Olga- from the waist up I am super mobile-- I can almost 100% bend over backwards. I can also easily do all of those moves where you wrap and contort arms around the body, etc. I get a lot of looks at our local yoga classes. But my legs are stiff like nobody's business. That whole "lock the knee" thing is nearly impossible for me. And I can't even get close to doing supta vajrasana because my ankles also refuse to bend. So it is super hard for me to kneel and sit on my feet--- even for the breathing postures at the end of Bikram: they hurt like hell because I am so stiff in my legs. Of course it can all be chalked up to years of running, but the problem is my SI joint and lower back are super mobile, or so it seems.

Olga said...

I don't buy that.
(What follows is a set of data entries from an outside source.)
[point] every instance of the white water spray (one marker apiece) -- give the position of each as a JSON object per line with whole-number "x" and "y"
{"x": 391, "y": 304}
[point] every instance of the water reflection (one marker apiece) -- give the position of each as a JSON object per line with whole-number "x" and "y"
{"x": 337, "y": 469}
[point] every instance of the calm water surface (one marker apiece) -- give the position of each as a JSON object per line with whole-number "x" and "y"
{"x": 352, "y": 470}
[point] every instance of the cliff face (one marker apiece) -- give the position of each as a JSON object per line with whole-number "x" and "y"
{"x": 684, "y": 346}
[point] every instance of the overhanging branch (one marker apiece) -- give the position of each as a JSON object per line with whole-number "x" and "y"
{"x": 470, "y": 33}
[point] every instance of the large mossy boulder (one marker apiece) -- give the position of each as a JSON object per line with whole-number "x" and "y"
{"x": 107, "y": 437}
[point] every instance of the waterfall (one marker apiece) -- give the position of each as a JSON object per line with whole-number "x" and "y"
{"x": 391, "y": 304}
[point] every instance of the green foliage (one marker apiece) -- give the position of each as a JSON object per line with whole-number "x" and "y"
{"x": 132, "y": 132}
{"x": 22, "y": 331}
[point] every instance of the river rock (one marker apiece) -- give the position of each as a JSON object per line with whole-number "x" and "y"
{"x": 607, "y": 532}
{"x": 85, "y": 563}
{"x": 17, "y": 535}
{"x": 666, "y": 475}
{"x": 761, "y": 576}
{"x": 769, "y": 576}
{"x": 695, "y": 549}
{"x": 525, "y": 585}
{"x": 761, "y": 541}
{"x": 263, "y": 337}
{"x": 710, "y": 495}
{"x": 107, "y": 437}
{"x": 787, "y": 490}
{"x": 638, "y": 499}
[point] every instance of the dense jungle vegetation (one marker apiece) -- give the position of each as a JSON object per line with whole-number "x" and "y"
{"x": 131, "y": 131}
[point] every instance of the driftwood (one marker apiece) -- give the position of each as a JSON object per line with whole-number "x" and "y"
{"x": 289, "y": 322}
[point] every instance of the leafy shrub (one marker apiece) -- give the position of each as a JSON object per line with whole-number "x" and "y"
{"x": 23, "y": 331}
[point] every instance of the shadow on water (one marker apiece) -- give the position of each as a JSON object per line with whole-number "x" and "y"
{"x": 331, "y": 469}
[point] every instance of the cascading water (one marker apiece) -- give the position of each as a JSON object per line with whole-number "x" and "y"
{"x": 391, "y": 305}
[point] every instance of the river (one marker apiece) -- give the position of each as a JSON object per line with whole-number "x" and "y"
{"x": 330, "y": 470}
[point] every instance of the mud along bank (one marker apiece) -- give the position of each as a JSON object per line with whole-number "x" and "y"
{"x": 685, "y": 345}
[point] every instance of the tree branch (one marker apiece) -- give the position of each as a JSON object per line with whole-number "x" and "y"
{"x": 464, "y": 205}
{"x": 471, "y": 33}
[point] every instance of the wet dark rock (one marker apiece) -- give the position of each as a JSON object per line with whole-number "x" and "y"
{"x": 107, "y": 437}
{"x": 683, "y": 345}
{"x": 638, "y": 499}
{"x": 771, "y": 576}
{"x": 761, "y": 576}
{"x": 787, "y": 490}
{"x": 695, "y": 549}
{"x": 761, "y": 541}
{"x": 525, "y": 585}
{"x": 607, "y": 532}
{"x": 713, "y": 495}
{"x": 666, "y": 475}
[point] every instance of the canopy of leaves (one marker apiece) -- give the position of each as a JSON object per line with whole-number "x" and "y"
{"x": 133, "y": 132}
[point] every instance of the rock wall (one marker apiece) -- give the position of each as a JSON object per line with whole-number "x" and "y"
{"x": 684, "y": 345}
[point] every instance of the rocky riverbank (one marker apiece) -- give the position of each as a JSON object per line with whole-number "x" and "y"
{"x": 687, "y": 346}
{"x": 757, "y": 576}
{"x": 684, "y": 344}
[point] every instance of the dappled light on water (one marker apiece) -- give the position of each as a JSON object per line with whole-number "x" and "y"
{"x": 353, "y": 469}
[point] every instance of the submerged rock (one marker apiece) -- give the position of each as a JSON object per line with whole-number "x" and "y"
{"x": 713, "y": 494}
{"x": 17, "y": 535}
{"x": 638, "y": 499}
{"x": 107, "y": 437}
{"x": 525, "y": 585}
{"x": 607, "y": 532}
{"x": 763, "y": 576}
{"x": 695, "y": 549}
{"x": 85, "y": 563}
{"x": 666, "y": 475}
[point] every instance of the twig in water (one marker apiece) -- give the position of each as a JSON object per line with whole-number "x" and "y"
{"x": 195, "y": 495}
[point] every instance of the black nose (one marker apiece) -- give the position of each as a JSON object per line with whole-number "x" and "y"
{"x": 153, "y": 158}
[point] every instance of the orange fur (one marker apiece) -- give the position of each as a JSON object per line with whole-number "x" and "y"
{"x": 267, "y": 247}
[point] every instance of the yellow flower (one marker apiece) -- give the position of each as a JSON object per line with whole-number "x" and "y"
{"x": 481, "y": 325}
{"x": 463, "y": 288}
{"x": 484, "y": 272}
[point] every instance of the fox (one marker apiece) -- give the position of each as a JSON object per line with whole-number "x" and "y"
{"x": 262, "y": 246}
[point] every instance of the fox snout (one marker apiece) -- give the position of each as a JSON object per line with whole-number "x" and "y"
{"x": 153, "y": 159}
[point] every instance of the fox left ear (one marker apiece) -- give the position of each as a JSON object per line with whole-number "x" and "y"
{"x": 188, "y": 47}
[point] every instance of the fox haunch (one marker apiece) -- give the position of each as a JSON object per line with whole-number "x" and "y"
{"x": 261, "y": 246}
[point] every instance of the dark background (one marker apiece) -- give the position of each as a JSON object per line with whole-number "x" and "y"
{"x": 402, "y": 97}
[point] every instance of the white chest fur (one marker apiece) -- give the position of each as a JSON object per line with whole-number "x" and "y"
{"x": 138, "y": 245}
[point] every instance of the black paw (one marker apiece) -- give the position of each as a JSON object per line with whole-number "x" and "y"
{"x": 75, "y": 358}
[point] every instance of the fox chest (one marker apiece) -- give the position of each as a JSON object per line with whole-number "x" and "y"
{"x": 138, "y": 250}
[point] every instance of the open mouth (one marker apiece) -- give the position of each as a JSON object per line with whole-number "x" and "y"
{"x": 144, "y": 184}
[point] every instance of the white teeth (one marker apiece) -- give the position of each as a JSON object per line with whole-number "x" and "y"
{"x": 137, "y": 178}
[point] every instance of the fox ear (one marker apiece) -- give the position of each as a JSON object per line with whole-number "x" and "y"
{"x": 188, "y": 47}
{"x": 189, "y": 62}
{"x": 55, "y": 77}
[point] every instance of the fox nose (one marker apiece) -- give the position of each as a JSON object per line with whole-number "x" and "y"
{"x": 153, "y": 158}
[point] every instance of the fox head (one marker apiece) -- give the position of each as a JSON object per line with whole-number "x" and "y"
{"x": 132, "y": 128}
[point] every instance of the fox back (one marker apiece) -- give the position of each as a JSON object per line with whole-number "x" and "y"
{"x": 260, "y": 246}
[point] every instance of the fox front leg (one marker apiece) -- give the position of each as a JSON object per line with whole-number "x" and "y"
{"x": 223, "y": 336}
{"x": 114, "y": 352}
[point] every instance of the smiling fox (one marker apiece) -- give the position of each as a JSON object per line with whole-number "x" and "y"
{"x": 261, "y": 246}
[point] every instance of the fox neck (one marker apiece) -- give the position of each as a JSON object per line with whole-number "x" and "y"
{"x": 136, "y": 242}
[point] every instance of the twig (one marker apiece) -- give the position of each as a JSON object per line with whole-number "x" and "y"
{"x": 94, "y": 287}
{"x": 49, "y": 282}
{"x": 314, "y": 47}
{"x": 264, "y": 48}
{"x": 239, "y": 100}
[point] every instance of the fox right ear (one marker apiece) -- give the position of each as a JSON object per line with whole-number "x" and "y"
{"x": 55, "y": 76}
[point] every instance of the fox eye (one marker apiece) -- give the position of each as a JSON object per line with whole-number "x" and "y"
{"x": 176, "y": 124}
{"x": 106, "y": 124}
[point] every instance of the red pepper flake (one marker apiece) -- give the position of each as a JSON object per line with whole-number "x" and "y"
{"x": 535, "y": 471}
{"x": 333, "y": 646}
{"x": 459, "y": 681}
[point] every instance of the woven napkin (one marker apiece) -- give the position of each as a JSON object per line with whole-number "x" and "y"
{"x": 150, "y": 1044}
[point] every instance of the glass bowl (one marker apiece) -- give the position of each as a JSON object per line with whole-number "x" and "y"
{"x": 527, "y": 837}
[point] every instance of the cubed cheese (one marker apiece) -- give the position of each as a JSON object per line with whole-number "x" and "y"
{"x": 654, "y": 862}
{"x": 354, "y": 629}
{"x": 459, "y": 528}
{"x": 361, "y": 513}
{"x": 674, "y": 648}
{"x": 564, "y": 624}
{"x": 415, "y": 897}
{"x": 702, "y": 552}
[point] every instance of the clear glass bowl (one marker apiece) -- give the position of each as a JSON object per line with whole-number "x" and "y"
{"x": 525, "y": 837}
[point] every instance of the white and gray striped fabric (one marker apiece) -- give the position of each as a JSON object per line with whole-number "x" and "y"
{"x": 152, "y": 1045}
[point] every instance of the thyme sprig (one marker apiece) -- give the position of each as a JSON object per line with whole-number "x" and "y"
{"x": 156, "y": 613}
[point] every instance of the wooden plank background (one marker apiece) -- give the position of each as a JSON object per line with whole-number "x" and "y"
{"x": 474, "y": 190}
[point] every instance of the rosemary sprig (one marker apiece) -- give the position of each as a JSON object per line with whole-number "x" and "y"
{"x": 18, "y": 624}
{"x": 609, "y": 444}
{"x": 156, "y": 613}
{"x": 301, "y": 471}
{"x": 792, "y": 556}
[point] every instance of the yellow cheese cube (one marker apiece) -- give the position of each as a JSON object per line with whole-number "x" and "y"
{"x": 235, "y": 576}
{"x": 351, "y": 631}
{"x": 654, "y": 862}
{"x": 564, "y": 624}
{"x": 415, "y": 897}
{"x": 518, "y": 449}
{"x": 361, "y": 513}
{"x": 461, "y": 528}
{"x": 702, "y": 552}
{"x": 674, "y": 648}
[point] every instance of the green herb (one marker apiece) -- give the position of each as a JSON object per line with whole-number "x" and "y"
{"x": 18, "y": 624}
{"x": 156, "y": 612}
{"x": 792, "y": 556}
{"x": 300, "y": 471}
I can bend over backwards (still), I also have no problems doing what you described as impossible for you. I just can't kick out right now either leg: one had torn hammy and scar tissue/shortened, one has strained hammy and sciatica locked in it (fresh injury, that one was still kicking). Anyway, mobile SI joint as a mean of a hip pain...may be, possible? What are you strengthening?

Olga said...

I'd rather look into extra tight legs, not locking knee (WHY?), stuck small feet bone joints (navicular?) and trace from there up?

sea legs girl said...

Olga- I love getting your opinion on this. I am quite confused myself. There is however no doubt that my symptoms appeared after I started practicing Bikram. But now not being able to practice yoga is really, really tough for me! I love it almost as much as running... Anyway, my strengthening involves lying on my back and lifting my bodyweight to my shoulders with one heal at a time-- stretched out leg. It is super hard. And it hurts incredibly when I do it with the right leg.

Olga said...

Heal? As in Heel? As in for iliopsoas strength? All the way to the shoulder one leg at a time? I gotta see that...I have to go help move my girlfriend, but lets talk!

sea legs girl said...

Olga- yes "heal" as in "heel"; dang it old habits die hard. I never learned to spell that one. Dyslexia variant + too many foreign languages = poor speller, at least in my case. Go move your GF :0).

Karen said...

I took a lot of Zofran during chemotherapy treatments, interesting to hear people use it in races.